Mutations in the SYNJ1 gene have been reported to cause juvenile-onset atypical Parkinsonism (PARK20) through autosomal recessive inheritance. Typical features occurring at a young age include bradykinesia, tremor, dystonia, and apraxia of eyelid opening (ALO) as well as cognitive decline and generalized seizures in some patients (Quadri et al. 2013; Krebs et al. 2013; Olgiati et al. 2014). The SYNJ1 gene encodes synaptojanin-1, a presynaptic phosphoinositide phosphatase protein which has a role in the regulation of synaptic vesicle endocytosis, important in the recycling of proteins. Animal study has shown that mutations in the Sac phosphatase domain of SYNJ1 led to Parkinson’s-like neurological features and an increase in the levels of PD-associated proteins; auxilin, which has a similar role to synaptojanin-1in endocytosis and PARKIN. The impairment of the endocytic recycling pathway led to an accumulation of proteins at synaptic terminals and it was observed to selectively result in dystrophic dopaminergic axon terminals in the dorsal striatum. Phenotypic presentation in the animals studied provided strong evidence for a link between SYNJ1 mutations and juvenile-onset PD, while elevated levels of auxilin and PARKIN suggesting an interaction with other PD-associated genes as a potential pathological mechanism (Cao et al. 2017).
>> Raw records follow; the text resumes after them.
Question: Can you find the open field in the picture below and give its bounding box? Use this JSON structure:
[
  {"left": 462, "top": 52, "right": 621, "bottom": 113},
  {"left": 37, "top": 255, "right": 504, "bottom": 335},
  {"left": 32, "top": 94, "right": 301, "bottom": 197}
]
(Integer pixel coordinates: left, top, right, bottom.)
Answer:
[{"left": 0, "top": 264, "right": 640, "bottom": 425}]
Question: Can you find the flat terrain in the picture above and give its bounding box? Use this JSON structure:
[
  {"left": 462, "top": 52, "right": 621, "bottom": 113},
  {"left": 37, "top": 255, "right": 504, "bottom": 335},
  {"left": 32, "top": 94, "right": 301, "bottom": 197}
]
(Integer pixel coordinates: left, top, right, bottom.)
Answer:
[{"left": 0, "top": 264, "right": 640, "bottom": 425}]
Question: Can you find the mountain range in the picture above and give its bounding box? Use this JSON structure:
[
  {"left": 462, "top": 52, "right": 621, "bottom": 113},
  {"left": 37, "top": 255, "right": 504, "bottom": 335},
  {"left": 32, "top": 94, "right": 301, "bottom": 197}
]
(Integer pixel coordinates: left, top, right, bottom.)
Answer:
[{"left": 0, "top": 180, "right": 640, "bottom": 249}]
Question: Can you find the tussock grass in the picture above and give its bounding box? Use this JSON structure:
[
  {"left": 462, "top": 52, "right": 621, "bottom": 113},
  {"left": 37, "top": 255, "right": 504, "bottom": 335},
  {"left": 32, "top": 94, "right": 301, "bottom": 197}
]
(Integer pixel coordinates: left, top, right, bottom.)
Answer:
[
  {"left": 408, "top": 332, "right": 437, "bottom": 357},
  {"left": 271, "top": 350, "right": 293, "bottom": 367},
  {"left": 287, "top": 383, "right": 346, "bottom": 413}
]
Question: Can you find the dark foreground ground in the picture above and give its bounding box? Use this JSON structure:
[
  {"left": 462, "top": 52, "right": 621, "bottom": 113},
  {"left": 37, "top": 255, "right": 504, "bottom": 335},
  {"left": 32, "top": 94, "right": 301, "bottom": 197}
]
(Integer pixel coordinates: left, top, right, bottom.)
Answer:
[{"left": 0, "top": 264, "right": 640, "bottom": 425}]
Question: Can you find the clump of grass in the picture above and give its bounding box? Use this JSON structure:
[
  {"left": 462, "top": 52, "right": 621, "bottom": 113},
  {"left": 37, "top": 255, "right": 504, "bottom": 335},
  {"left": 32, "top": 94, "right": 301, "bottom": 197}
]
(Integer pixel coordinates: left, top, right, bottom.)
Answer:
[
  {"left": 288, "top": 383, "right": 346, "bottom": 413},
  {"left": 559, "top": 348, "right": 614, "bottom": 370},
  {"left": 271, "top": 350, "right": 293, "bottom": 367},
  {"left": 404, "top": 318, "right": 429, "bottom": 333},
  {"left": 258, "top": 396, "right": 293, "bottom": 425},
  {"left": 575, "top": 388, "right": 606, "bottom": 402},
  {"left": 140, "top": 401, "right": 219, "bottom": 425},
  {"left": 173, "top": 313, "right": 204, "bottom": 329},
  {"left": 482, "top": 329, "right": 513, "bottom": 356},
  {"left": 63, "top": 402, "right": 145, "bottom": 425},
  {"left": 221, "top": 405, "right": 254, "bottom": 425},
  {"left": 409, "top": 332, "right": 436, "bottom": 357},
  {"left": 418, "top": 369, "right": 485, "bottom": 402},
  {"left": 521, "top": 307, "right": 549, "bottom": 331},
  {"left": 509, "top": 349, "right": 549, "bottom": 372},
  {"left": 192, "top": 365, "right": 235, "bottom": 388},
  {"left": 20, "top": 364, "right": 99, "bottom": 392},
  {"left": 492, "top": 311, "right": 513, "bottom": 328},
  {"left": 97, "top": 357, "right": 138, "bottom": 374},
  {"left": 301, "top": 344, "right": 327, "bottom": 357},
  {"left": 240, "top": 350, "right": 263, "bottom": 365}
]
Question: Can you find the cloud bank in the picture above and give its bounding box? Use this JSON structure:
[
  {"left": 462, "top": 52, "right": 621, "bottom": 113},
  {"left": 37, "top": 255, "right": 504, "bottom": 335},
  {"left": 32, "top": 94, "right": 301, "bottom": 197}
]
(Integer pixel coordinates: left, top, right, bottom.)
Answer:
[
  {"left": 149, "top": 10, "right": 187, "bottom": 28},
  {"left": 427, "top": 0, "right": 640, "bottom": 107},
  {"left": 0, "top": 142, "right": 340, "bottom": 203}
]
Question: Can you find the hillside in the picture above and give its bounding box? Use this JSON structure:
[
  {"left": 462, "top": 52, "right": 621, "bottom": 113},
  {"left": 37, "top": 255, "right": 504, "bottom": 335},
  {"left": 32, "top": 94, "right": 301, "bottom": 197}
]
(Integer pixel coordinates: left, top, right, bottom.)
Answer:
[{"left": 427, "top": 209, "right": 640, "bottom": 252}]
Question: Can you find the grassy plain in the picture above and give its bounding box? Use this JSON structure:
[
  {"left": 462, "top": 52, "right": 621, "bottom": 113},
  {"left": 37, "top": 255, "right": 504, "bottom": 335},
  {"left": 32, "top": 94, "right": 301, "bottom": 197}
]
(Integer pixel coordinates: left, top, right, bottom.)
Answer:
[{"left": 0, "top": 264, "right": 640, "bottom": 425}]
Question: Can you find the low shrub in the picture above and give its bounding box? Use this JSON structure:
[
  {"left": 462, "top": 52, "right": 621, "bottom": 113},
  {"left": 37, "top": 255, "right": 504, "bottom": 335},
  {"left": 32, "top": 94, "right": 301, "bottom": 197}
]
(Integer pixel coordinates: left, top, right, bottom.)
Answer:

The DNAJC13 gene encodes an endosomal protein involved in clathrin coating of vesicles and as such is involved in intracellular transport. Mutations have been reported through a dominant inheritance leading to PD in patients, characterized by α-synuclein positive Lewy bodies, with age of onset being between 40 and 83 years. Disease progression is slow with duration noted at between 8 and 17 years and l-DOPA only effective in earlier stages (Vilarino-Guell et al. 2014; Appel-Cresswell et al. 2014; Gustavsson et al. 2015; Ross et al. 2016). It has been hypothesized that the accumulation of α-synuclein is a direct result of impaired intracellular transport due to toxic gain-of-function mutations in the DNAJC13 gene. This has been demonstrated in vivo using Drosophila models which linked mutant DNAJC13 to increased levels of insoluble α-synuclein in the fly head, degeneration of dopaminergic neurons, and age-dependent locomotor deterioration (Yoshida et al. 2018).
PARK3, PARK 10, PARK 12
Several different genome-wide linkage analyses (GWLA) have been performed on the large groups of PD-affected families by genotyping of most popular genetic polymorphic markers including microsatellites and single-nucleotide polymorphisms (SNPs) (Funayama et al. 2015; Moghadam et al. 2017; Ott et al. 2015). Because PD is considered as a complex disease and causative loci may have different types of inheritance, the model of its inheritance is unknown (Keller et al. 2012). Therefore, linkage analysis based on model-free method would be more effective to map the loci responsible for the disease (Lander and Kruglyak 1995). In this approach, the PD-affected sibs inherited significantly more common alleles (identical by descent; IBD) at polymorphic loci linked to the disease than expected by chance (the expected probabilities of sharing 2, 1, and 0 IBD alleles for affected sib pairs at the disease locus will not be 0.25, 0.5, and 0.25, respectively) (Kruglyak et al. 1996; Nowak et al. 2012). As illustrated in Table 1, using model-free GWLA, three responsible loci for the PD have been mapped (PARK3 on 2p13, PARK10 on 1p32, and PARK12 on Xq21-q25), but the causative genes have not yet been identified (DeStefano et al. 2002; Hicks et al. 2002; Pankratz et al. 2003).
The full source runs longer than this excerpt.